IACR News item: 30 August 2025
Hillel Avni, Shlomi Dolev, Komal Kumari, Stav Perle Elbar, Shantanu Sharma, Jeffrey Ullman, Moti Yung
Standard symmetric encryption schemes, such as AES and block ciphers and their modes in general, are highly effective for many standard scenarios. But what if the situation is somewhat different from the standard: e.g., the encrypting process may fail to update the ciphertext at some limited number of times, can the decryption recover the message in full, nevertheless?
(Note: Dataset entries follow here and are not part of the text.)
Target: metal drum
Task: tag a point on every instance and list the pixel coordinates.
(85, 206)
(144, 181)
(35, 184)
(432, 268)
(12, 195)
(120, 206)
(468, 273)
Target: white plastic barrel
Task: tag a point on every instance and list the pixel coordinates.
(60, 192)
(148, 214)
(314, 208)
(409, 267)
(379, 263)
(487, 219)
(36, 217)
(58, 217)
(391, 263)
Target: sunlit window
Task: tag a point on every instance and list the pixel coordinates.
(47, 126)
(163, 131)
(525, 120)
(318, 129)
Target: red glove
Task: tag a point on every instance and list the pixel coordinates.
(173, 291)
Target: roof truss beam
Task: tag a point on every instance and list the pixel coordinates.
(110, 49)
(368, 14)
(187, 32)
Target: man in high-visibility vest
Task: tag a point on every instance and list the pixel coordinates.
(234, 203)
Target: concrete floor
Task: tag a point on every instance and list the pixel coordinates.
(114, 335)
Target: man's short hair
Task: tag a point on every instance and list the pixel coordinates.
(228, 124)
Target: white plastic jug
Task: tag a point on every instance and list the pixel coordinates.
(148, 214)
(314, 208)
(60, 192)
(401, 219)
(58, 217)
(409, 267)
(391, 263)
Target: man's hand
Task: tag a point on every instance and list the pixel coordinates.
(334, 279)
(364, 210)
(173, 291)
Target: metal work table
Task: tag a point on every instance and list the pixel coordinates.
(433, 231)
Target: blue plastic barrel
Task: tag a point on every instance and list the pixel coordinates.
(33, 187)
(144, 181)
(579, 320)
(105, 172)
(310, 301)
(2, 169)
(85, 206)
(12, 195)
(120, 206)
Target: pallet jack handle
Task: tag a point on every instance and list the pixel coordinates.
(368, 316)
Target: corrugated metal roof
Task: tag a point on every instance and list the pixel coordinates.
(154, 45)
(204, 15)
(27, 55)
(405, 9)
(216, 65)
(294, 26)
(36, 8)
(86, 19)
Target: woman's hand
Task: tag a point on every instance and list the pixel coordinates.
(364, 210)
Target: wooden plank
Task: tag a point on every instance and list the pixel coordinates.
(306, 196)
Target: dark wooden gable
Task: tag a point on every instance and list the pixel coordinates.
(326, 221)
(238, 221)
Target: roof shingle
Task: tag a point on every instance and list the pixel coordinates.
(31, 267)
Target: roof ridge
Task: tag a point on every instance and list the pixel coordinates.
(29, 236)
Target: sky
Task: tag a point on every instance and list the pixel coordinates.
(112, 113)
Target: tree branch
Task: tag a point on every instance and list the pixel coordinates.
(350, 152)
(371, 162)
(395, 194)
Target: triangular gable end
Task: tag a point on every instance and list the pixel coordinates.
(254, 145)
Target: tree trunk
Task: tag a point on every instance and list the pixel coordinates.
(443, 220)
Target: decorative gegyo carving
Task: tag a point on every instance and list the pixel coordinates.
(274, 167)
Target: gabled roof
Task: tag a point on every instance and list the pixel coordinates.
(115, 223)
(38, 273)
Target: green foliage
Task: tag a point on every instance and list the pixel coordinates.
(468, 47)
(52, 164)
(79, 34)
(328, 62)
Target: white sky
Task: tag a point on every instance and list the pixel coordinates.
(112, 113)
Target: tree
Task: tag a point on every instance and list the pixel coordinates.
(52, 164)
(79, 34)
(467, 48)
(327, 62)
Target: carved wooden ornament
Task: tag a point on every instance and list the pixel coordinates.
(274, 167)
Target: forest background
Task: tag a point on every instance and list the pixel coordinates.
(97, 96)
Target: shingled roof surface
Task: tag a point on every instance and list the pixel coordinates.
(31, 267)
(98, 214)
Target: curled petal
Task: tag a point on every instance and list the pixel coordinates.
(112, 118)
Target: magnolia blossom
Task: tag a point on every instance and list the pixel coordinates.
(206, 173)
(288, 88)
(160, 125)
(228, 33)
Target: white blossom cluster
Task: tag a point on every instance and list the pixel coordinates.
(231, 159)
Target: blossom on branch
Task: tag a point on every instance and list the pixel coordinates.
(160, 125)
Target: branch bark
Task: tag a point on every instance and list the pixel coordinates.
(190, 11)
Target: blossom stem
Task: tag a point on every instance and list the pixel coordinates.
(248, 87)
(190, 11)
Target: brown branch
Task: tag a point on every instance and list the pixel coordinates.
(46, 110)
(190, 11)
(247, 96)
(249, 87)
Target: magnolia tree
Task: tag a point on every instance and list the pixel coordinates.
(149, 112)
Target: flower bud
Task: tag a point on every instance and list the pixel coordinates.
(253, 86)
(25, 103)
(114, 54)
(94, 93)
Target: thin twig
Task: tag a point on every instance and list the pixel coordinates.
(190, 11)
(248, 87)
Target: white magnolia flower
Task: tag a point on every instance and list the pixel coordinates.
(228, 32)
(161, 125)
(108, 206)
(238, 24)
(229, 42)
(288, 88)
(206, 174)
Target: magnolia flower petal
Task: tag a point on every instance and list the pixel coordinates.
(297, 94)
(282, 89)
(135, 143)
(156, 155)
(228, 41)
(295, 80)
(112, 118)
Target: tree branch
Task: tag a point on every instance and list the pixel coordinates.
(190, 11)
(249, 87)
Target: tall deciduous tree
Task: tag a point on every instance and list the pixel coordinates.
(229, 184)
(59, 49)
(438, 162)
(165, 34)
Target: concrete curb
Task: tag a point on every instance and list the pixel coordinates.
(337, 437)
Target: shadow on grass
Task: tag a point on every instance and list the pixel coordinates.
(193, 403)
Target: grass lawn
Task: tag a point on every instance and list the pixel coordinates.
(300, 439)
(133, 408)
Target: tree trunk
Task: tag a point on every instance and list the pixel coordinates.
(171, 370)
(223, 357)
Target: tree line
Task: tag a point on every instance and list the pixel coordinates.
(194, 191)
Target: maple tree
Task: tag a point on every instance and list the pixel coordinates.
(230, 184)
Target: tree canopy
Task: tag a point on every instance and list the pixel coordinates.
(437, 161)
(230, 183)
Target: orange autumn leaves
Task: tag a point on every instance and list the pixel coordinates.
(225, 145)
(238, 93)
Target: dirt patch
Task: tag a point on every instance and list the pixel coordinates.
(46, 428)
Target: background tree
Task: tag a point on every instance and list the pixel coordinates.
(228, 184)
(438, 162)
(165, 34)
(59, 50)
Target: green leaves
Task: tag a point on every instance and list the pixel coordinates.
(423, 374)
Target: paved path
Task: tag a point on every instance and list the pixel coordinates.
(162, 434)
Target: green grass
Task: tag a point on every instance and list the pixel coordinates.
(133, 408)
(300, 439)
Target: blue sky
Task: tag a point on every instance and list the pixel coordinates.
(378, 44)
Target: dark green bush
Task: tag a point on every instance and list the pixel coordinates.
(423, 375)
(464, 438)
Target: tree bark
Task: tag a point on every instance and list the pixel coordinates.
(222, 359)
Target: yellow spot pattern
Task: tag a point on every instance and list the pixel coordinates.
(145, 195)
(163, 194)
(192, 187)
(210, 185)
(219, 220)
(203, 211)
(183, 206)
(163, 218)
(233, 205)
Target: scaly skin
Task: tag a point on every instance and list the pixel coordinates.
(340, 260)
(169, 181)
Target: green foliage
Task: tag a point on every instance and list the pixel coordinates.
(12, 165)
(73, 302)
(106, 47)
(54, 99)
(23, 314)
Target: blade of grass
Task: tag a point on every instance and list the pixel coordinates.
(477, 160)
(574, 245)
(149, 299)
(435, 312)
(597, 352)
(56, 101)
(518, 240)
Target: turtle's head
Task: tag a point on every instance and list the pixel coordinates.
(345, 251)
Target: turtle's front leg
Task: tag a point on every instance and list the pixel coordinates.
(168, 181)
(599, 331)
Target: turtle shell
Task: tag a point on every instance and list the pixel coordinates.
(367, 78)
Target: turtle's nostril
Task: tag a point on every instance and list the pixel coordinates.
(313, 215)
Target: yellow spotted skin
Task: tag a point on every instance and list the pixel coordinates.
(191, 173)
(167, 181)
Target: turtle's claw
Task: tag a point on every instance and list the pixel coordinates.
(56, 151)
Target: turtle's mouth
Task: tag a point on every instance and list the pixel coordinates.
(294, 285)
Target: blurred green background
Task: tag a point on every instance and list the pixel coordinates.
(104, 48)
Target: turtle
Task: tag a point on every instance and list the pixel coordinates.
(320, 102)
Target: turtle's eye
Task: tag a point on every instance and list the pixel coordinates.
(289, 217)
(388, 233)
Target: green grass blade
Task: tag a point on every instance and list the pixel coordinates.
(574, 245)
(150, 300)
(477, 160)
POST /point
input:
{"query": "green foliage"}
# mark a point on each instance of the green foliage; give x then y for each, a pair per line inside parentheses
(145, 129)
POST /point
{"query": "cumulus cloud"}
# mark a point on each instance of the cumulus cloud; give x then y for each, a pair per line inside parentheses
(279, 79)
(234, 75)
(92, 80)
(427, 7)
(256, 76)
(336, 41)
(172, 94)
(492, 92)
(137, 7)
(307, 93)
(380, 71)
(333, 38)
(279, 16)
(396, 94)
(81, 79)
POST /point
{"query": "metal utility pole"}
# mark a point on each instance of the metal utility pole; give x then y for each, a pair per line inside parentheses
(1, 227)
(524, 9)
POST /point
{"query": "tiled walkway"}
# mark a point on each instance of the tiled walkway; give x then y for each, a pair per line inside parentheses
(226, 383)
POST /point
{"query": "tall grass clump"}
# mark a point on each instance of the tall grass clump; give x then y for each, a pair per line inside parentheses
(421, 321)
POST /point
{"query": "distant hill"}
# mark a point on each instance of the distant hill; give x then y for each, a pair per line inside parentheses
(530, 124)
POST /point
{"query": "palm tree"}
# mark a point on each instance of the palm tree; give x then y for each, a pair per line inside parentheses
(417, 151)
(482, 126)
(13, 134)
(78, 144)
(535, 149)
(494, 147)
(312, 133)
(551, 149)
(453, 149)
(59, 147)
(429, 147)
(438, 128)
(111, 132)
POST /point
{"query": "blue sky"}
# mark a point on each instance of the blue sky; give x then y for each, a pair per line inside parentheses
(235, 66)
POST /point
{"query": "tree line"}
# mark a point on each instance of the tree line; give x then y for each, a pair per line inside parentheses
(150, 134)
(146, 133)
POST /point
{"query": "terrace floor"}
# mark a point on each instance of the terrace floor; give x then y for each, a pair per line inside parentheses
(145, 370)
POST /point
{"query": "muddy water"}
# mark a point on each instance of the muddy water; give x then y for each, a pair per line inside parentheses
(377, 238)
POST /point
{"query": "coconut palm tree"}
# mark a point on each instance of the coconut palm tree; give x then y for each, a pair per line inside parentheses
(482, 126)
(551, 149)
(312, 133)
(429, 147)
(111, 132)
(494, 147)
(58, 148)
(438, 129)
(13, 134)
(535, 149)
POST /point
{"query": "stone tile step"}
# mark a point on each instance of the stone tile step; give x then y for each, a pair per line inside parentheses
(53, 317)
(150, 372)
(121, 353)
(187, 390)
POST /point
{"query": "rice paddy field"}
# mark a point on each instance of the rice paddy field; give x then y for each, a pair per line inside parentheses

Or, another situation is when encrypting a bulk of messages that should be packed together within the same ciphertext space (i.e., encryption done holographically)? Can a process compress the messages this way? Another issue may be that we want to hide the ciphertext and camouflage it as some other cryptographic exchange (like exchanging an encrypted set to perform a protocol like “private set intersection”), or when we want to hide the number of messages packed together? Can a paradigm be developed that allows these non-standard properties that, under specific working conditions, may become necessary? Can it be based directly on a simple symmetric key cryptographic tool (and preferably be post-quantum)? This paper introduces Encryption via Hash (EvH), a symmetric randomized cipher built upon keyed cryptographic hash (i.e., MAC) functions and Bloom Filters. EvH’s core novelty lies in its prefix decryption capability. This unique property enables a paradigm in which encryption is tightly integrated with online compression and robust resilience to omission errors. By representing message prefixes in a Bloom filter, EvH allows a receiver to decrypt the initial part of a message even if subsequent data is lost and recover from an omission of a prefix decryption in the middle of the encipherment process, a significant advantage over conventional block cipher modes. Furthermore, this prefix-based approach facilitates simultaneous compression during the decryption phase by dynamically pruning invalid message continuations, using shared k-gram dictionaries or Large Language Models (LLMs). The result is a stateless and parallelizable cipher that, while computationally distinct from traditional ciphers, offers unique functional benefits for such specific use cases, and the price is that its correctness is ensured probabilistically (but the error can be well controlled and made small).